Ich habe den Film heute zum ersten Mal seit über 20 Jahren wieder gesehen. Damals fand ich ihn furchtbar wirr und einfach nur zusammenhanglos.

Musik:
Gut prägnante Melodien, die gezielt eingesetzt werden, aber manchmal einfach extrem platt oder übertrieben wirken. Ich denke dabei vor allem an die Szene in der das Schloss zum ersten Mal gezeigt wird oder die erwähnte Schlussmusik. Letztere hätte wohl besser in einen Kinder- oder Heimatfilm gepasst. 4/5

Drehbuch:
Ich war schon begeistert von Stemmles Drehbuch zu "Der Henker von London" und das hier ist genauso gut. Die Geschichte wird gut erklärt. Die Langatmigkeiten, die viele hier bemängeln kann ich nicht finden. Das Einzige, was mich wirklich zur Weißglut bringt sind die teilweise extrem unnötigen und platten Dialoge.Die braucht der Film gar nicht, da die Bilder aussagekräftig genug sind. Immer wieder wird erklärt, wie sehr der Sohn das Theater mag. Fernau tut Fuchsberger eine Tablette in den Whiskey und fragt:"Warum sind sie so skeptisch? Glauben sie etwa ich hätte ihnen etwas hinein getan?" #Aua

Es gibt nur eine Sache, die ich an der Geschichte nicht verstehe: Welche Rolle spielt der Rechtsanwalt, bzw. Fritz Rasp? Woher weiß er, dass Ms.
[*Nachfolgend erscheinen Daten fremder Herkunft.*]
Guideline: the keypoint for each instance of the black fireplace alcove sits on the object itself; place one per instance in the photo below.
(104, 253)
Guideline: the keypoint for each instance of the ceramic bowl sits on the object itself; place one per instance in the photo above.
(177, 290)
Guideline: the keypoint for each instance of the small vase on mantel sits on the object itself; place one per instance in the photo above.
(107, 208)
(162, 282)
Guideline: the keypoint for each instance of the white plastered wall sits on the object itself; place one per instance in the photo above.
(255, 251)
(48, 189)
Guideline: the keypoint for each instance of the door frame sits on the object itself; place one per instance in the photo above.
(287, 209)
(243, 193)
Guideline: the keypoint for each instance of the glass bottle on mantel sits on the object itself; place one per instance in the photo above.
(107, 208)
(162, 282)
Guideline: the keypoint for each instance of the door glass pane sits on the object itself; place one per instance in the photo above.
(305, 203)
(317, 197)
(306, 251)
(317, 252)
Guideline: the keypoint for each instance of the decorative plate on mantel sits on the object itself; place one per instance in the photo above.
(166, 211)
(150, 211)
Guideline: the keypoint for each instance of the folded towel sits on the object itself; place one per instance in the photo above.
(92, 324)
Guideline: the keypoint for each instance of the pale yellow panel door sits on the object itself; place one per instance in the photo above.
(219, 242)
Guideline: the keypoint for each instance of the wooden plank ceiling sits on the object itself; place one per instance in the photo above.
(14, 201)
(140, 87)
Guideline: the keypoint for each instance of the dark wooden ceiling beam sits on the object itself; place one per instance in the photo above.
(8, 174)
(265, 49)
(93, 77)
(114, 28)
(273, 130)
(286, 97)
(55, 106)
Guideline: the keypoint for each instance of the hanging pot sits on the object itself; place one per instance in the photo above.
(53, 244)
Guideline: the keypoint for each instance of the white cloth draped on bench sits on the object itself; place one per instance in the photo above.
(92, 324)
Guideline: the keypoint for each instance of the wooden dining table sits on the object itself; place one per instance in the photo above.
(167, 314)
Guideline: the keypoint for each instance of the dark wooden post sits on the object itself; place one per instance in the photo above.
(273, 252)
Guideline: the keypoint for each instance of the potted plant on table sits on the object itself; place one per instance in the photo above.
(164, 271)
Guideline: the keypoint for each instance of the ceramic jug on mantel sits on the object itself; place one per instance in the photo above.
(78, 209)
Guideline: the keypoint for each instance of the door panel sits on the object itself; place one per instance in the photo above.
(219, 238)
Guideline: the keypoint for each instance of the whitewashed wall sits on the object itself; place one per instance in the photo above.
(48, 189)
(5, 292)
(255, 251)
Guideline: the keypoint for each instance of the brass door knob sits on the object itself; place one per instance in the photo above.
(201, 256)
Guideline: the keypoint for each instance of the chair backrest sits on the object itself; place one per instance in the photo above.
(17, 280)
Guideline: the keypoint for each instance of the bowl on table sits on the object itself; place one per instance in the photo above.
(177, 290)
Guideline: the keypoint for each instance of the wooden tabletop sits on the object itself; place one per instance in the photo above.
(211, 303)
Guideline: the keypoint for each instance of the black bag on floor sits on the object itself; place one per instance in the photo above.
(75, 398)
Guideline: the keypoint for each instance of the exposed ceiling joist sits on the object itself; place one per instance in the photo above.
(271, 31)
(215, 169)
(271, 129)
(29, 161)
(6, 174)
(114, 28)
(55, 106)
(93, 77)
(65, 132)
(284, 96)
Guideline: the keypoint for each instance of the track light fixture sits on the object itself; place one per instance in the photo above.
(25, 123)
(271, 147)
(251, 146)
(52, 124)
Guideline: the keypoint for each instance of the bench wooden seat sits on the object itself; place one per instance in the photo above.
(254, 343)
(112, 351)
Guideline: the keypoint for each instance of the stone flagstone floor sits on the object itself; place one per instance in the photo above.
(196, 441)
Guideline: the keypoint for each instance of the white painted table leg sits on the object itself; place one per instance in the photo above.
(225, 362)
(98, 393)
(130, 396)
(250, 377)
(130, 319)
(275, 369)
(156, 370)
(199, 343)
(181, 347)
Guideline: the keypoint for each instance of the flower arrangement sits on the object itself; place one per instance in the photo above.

Reedle in Gefahr ist?

4/5

Schauspiel:
Es gibt keinen Charakter,der mir nicht gefällt. Kinski spielt die gleiche Rolle wie meist, aber eben auch so überzeugend wie noch nie. Seine Beweggründe werden ja auch gut genug erklärt.
Fuchsberger wirkt am Anfang etwas deplatziert, aber nur weil man seine Rolle noch nicht genau kennt. Die Dagover spielt eigentlich auch nicht überzogen, außer im Finale vielleicht. Das ist insgesamt sehr theatralisch und hätte auf der Bühne besser funktioniert. Eddy Arent macht sich in einer etwas ernsteren Rolle ganz gut. 4/5

Ästhetik:
Die Bilder hauen mich wirklich um. Sie sind immer passend gesetzt und fangen auch das Tempo des Films ein. Besonders gut gefallen mir diese düster ausgeleuchteten Szenen. Dadurch wirkt der Film manchmal wie ein Stummfilm. Aber das hat auch einen gewissen Charme. 5/5


Insgesamt 4/5. Ein schön schauriger Film, der manchmal arg übertrieben wirkt.

Andreas Offline




Beiträge: 411

24.06.2019 22:52
#155 RE: Wallace der Woche (09): Die seltsame Gräfin (1961) Zitat · Antworten

Die SELTSAME GRÄFIN ist ein seltsamer Beitrag. Er hat gute Momente, die typisch Wallace sind. Aber er hat auch schlechte Momente. Als ich ihn zum ersten Mal sah, da ahnte ich die Lösung, die nun wahrlich nicht überraschend ist. Die Schauspieler agieren teilweise völlig übertrieben; die Kulissen wirken wie Theaterpappe. Andererseits besitzt er eine Grundspannung, obwohl seine Effekte lediglich "Wallace-Fan-Service" sind. Mehr als 2,5 /5 Punkten kann ich nicht geben.

Count Villain Online




Beiträge: 4.216

10.08.2019 21:09
#156 RE: Wallace der Woche (09): Die seltsame Gräfin (1961) Zitat · Antworten

Der schurkische Nachschuss: Originäres Wallace-Roman-Feeling optimal auf die Leinwand gebracht. Das Zusammenspiel zwischen UFA-Stars und "jungen Wilden" funktioniert und fasziniert. 5 von 5 Punkten.